Mix 'n' Match

Celestial mash-ups in the spring sky.

Ah, spring! The schizophrenic season, at least in these parts. Daffodils one day, snow the next, and plenty of mud regardless. It’s a whimsical mash-up of winter and summer that sometimes doesn’t sort itself out until June.

This spring, the sky reciprocates with a series of celestial mash-ups of the moon and planets against some prominent celestial scenery—cosmic eye-candy to brighten the transition from one temperamental Montana season to the next. Just find a clear view to the western horizon, for that’s where the action occurs this spring.
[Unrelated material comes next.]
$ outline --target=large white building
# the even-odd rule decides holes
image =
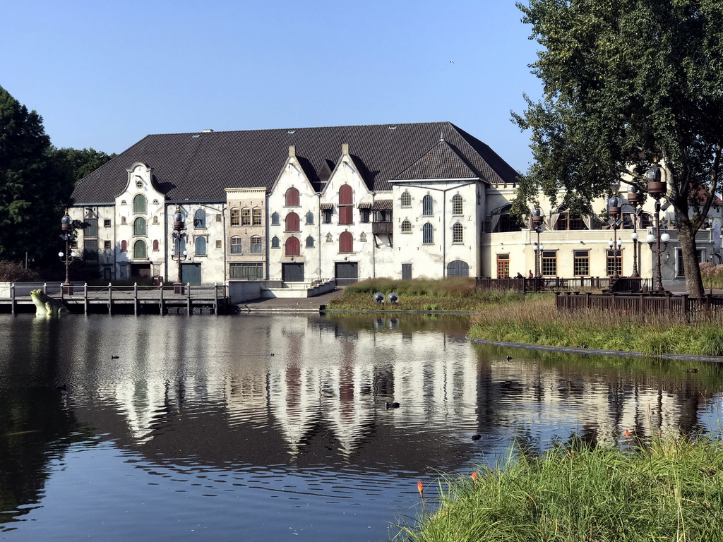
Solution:
[[[345,284],[368,278],[631,274],[651,277],[644,240],[653,202],[633,225],[570,215],[541,199],[537,233],[508,211],[518,173],[449,122],[149,135],[82,179],[73,193],[83,257],[111,280],[177,278],[174,215],[187,236],[181,279]],[[615,189],[625,198],[625,185]],[[601,215],[606,200],[593,202]],[[599,207],[599,209],[598,209]],[[697,241],[701,261],[719,249],[719,213]],[[677,236],[664,259],[683,278]],[[717,229],[716,229],[717,228]],[[610,241],[619,237],[620,250]],[[633,255],[634,254],[634,255]],[[540,257],[537,257],[539,255]]]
First up is the meeting of the planet Venus and the crescent moon in the constellation of Taurus the bull on April 19, by which time we really should be thinking about putting the snow shovel away. Look west a little after 9pm, about an hour after sunset, and you can spy bright Venus near the horizon with a delicate crescent moon floating above it. In between lies the Pleiades star cluster—the Seven Sisters, which marks the shoulder of the bull. To the left of the moon sits the Hyades, the V-shaped star cluster marking the bull’s face, with the bright star Aldebaran his baleful orange eye. Use binoculars for added effect and to better make out the star clusters.

The Greeks, incidentally, saw Taurus as one of the god Zeus’s disguises when he clip-clopped down to Earth looking for romantic liaisons. Perhaps Venus will offer some admonitions while they’re proximate to each other.

The next photogenic gathering occurs a month later, on May 19. Look around 10pm, again about an hour after the ever-latening sunset. The cycling moon has gone once around its orbit to stand again as a crescent in the west, now against the constellation Gemini the Twins. Above the moon twinkle Pollux and Castor, the prominent head stars of the twins, orangish and white. To the left of the moon and stars sits the planet Jupiter glowing amber, and brilliant white Venus shines below and right.

We might also note that the bystanding Gemini brothers were famous siblings in Greek lore, but with different fathers. Pollux was a son of Zeus (the Roman Jupiter) from a previous romantic dalliance, and Castor had a mortal dad. Zeus ultimately placed them both in the sky as a kind of immortality. So this is family-reunion time as Jupiter orbits past.

Mark your calendar next for June 8 and 9, when Venus and Jupiter, in the ever-shifting orbital dance of the planets, seem to sidle up next to each other, about a degree and a half apart in the dusky western sky. Look a little after ten and you’ll see them alongside the fainter Castor and Pollux, Venus outshining Jupiter by six times. That’s largely because Jupiter is about five times farther away from us, a little over 560 million miles compared to Venus, relatively close at a mere 110 million miles. We’re just seeing them along the same line of site in their respective orbits.

And if you’d like a further challenge, go out a little earlier with your binoculars and see if you can find furtive Mercury, sneaking out from behind the sun and glowing gold and fainter than Jupiter, lying a little down and right from the Venus-Jupiter pairing.

The final notable spring-sky grouping happens on the cusp of the summer solstice, on June 16, when the crescent moon returns to the western sky after Venus and Jupiter have separated. The moon lies between Jupiter and Mercury on this night (making it easier to find Mercury), with Venus going off in huff higher and to the left, while Castor and Pollux twinkle bemusedly just to the side.

And if you haven’t put away your shovel and gotten out the lawn chairs by then, we’re in uncharted climatological territory.

The sky is a constantly shifting tableau of glorious sights if you know when and where to look. So pencil in a couple appointments with the heavens in the coming months, and shake off the winter with the lovely celestial mash-ups of spring.


Jim Manning is the former executive director of the Astronomical Society of the Pacific. He lives in Bozeman.